Designate a spreadsheet (or tab) as a ‘code book’ that documents abbreviations, how data were collected, units of measurement, how missing values will be represented, the calculations being performed and any metadata needed to understand, process and maintain the spreadsheet. “Writing a roadmap for yourself is important,” says Çetinkaya-Rundel.
Then, says Bahlai, “write the recipe of what you’ve done to your data”. What does each formula do, and where does it draw its data from? “You will regret it if, when you go to write your methods and you go, ‘Huh, how did I take the average of this?’” she says. (In Excel, you can use the ‘audit’ function to see the flow of data through the formulae, notes Felienne Hermans, a computer scientist at Leiden University in the Netherlands.)
Cross-check your data
Data analysts often add cross-checks to ensure that their data-processing code works as expected. Spreadsheet users can do something similar, says Hermans.
In a study with samples from both cases and controls, for instance, the total number of values in the two groups should always equal the number of samples; if nothing else, that cross-check ensures that cells that you think are empty actually are. “Building in some of these cross-checks so you can see that everything is in order, that’s actually a really, really good idea,” she says.

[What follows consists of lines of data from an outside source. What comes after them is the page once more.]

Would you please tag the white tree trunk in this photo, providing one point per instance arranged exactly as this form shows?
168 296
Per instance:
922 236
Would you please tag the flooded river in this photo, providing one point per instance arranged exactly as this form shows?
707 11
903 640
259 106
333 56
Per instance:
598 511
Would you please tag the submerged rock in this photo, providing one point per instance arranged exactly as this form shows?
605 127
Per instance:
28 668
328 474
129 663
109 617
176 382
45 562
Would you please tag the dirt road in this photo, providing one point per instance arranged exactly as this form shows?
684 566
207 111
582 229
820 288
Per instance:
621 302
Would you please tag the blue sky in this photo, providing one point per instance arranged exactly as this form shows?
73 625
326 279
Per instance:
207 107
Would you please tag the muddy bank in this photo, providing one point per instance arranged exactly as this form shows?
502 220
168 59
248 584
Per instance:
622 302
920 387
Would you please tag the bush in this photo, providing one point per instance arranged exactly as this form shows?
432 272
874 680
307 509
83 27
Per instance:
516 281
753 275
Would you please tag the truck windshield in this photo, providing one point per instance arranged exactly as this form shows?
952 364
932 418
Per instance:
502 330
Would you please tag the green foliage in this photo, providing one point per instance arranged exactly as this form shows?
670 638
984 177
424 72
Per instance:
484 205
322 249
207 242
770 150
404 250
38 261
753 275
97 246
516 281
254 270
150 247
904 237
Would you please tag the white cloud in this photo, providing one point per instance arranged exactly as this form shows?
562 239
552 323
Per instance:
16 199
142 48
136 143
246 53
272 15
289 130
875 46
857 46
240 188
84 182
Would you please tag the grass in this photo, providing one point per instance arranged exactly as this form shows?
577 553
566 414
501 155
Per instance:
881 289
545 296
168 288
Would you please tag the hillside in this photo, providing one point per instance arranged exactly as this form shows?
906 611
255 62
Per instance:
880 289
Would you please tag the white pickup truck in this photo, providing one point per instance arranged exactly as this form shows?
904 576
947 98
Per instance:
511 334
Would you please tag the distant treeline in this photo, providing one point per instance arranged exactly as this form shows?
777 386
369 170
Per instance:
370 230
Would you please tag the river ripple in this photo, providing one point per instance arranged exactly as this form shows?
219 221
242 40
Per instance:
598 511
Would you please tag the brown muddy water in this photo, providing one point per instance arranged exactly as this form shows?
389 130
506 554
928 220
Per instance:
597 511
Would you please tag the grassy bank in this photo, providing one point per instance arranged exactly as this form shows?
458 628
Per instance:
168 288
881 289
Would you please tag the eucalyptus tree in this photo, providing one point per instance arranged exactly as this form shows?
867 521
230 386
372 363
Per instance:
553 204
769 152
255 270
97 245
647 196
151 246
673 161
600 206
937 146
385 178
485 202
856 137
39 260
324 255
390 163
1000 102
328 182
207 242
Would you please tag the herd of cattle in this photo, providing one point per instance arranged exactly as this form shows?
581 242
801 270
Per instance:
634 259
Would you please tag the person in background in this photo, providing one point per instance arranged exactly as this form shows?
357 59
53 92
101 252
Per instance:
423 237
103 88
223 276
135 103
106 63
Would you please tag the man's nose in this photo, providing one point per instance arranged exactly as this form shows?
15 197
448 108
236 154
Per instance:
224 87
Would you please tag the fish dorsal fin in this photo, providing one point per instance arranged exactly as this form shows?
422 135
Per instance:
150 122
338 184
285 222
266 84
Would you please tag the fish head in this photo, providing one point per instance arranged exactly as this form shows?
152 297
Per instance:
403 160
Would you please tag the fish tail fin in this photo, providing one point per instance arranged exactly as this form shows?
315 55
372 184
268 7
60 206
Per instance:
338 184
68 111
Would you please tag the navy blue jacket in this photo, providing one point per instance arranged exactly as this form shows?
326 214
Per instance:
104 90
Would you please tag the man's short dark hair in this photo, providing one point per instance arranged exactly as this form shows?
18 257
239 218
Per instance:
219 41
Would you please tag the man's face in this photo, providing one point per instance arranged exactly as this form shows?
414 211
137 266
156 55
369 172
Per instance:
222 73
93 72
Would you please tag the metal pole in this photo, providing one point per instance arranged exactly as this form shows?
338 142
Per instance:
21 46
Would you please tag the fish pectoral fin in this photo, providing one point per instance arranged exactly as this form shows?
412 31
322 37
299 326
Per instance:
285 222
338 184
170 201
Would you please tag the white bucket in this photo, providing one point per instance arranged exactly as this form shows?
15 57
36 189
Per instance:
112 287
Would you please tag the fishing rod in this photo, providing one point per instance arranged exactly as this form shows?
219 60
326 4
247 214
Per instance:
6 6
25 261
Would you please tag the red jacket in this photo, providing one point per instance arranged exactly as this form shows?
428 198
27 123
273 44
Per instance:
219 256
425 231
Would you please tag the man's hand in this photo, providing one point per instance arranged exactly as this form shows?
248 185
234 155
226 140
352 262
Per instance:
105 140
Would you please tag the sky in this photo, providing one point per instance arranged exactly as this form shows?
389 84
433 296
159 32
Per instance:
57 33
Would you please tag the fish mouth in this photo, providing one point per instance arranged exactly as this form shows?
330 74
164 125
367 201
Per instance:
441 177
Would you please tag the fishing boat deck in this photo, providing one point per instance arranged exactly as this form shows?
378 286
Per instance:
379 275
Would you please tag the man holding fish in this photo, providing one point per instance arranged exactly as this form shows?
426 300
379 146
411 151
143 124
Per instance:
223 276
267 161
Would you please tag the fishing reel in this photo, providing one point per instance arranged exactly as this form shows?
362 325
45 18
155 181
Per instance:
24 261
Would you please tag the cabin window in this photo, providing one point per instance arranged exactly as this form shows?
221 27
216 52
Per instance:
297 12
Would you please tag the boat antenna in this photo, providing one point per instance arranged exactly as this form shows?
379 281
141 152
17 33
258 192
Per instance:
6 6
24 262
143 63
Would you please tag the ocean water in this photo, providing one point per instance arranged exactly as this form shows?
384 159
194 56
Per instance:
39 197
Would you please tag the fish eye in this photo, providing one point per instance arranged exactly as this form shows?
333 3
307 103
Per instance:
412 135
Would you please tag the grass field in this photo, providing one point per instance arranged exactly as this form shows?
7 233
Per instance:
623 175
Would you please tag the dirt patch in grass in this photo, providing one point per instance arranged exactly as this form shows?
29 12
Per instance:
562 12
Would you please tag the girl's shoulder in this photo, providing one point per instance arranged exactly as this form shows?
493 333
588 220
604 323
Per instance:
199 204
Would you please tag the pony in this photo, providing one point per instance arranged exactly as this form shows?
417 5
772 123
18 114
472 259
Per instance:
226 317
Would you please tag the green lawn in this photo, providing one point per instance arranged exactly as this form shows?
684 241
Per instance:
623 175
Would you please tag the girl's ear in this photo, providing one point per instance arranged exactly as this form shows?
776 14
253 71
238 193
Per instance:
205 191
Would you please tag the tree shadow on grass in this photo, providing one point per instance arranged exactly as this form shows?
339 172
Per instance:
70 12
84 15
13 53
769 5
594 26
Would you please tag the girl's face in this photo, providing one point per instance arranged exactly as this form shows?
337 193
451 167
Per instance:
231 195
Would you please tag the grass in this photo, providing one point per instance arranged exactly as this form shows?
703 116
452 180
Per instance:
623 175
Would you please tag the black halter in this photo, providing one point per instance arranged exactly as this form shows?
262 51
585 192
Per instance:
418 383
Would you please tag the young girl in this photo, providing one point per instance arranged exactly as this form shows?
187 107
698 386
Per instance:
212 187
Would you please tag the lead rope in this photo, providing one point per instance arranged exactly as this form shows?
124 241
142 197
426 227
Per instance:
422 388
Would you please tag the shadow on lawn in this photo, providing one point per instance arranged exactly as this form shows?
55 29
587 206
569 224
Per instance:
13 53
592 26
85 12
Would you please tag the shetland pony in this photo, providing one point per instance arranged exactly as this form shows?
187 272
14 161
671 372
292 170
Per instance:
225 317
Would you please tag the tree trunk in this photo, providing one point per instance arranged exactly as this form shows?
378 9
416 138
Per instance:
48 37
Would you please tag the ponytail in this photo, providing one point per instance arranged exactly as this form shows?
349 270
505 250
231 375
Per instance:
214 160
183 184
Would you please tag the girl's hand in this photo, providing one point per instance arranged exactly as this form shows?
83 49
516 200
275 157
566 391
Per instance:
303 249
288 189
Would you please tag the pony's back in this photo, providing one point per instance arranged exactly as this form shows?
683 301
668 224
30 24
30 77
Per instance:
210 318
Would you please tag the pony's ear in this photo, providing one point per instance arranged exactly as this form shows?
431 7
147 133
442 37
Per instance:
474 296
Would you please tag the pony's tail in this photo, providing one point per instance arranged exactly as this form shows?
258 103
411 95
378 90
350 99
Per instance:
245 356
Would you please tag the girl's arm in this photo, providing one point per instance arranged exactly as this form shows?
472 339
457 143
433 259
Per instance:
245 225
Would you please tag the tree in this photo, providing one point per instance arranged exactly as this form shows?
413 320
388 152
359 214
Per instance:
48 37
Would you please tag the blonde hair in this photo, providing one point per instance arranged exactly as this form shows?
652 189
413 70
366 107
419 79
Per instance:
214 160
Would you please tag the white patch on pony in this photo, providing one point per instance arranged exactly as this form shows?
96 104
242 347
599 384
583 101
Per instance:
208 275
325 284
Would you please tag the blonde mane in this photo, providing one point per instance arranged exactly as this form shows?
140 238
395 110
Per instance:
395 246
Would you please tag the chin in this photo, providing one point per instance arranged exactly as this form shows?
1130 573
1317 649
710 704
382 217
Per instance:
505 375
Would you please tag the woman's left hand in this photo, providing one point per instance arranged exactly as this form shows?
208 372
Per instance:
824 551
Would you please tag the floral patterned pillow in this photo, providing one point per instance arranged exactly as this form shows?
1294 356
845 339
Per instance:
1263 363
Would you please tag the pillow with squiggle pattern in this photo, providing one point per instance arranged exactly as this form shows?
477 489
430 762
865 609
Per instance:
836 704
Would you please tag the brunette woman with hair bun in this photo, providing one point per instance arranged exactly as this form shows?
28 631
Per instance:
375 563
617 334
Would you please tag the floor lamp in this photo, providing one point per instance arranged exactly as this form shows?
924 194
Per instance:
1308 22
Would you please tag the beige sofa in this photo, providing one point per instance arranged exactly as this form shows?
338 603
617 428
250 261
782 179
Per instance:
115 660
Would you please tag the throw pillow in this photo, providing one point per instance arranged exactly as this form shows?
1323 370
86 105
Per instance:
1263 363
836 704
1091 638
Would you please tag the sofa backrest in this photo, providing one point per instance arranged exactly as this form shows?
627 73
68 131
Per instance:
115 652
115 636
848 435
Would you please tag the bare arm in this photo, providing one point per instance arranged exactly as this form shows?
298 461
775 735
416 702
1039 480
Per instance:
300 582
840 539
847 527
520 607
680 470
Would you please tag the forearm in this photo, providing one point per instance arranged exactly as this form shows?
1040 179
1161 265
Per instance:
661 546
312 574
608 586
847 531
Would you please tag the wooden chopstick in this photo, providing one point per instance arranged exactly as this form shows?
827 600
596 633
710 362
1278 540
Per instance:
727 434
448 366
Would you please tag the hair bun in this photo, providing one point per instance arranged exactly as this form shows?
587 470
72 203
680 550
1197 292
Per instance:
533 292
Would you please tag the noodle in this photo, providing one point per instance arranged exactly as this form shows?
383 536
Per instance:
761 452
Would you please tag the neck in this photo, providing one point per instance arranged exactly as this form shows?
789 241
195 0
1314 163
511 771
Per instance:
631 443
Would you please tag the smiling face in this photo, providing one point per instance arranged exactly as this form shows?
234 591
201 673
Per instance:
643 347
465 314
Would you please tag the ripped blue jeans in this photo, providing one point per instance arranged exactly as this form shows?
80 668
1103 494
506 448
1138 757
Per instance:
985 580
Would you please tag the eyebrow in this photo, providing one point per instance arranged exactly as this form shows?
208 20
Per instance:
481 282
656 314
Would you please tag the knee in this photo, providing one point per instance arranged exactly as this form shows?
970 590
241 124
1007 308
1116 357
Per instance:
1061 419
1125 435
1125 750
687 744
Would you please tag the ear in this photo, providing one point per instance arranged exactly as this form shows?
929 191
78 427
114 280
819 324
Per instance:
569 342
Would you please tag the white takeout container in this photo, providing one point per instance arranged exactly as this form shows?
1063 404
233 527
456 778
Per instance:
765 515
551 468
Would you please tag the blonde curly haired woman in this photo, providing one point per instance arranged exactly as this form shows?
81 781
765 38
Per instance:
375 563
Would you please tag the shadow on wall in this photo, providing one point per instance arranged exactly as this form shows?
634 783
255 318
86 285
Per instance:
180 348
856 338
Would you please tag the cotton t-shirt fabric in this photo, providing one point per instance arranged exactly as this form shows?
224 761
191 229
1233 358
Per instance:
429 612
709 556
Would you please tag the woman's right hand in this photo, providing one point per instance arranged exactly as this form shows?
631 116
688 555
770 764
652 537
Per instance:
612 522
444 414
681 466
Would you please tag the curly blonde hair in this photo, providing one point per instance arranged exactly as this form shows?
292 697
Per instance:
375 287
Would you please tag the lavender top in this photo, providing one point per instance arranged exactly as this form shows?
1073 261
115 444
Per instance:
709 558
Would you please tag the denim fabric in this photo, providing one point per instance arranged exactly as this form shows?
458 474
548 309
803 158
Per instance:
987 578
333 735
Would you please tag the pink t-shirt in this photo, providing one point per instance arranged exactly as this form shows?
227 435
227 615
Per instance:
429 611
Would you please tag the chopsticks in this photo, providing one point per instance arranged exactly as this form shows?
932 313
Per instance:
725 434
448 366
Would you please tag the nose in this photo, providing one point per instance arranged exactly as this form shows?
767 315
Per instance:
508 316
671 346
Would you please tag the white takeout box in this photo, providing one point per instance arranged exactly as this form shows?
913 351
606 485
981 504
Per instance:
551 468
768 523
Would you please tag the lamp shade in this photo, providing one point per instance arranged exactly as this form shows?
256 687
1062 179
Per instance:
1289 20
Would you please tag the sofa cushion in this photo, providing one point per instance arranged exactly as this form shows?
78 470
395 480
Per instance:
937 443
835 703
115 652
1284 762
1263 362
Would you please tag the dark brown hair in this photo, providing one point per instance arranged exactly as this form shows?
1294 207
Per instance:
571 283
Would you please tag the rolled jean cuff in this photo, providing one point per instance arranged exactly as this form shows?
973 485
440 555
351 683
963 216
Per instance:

You can also ‘protect’ parts of the spreadsheet from modification, and apply data validation to ensure that date columns contain valid dates, that numbers fall within certain ranges or that text fields include expected terms. Alternatively, suggests Çetinkaya-Rundel, use a data-entry form (such as a Google Form) rather than editing the spreadsheet directly. That way, values can be checked as they are entered, and users cannot accidentally modify the document. Finally, says Teal, double-check your work. Data analysis is often iterative, she notes. “You don’t just walk in the door and go, ‘I am going to do this equation,’ sit down, do it, done.” So, once you’ve settled on a workflow, reset and start over, she says, and just make sure that you have the answer that you thought you did.
The good news is, data scientists can generally wrangle spreadsheets irrespective of their format. “A key principle that I have as a data analyst is, if someone asks me in what form would I like the data, I always say ‘in their present form’,” says Broman. “If the data need to be reorganized or transformed in some way, I’m always in the best position to do that.” But it’s better, Labou says, to work out what you hope to do with your data before creating your spreadsheet in the first place. Which variables and covariates will you be using? What time steps do you need? What analyses will you be performing? “Thinking that through ahead of time, is one of the best things that people can do,” she says.
And consult your collaborators, Garmonsway adds. Rules for data organization “aren’t carved in stone anywhere”, he says. “Physicists didn’t discover them in the fundamental laws of the Universe. They emerged because it’s hard to work with other people. So if you collaborate when you create your spreadsheet, it’s much more likely to be useful to other people, because it’s already useful to someone who isn’t you.”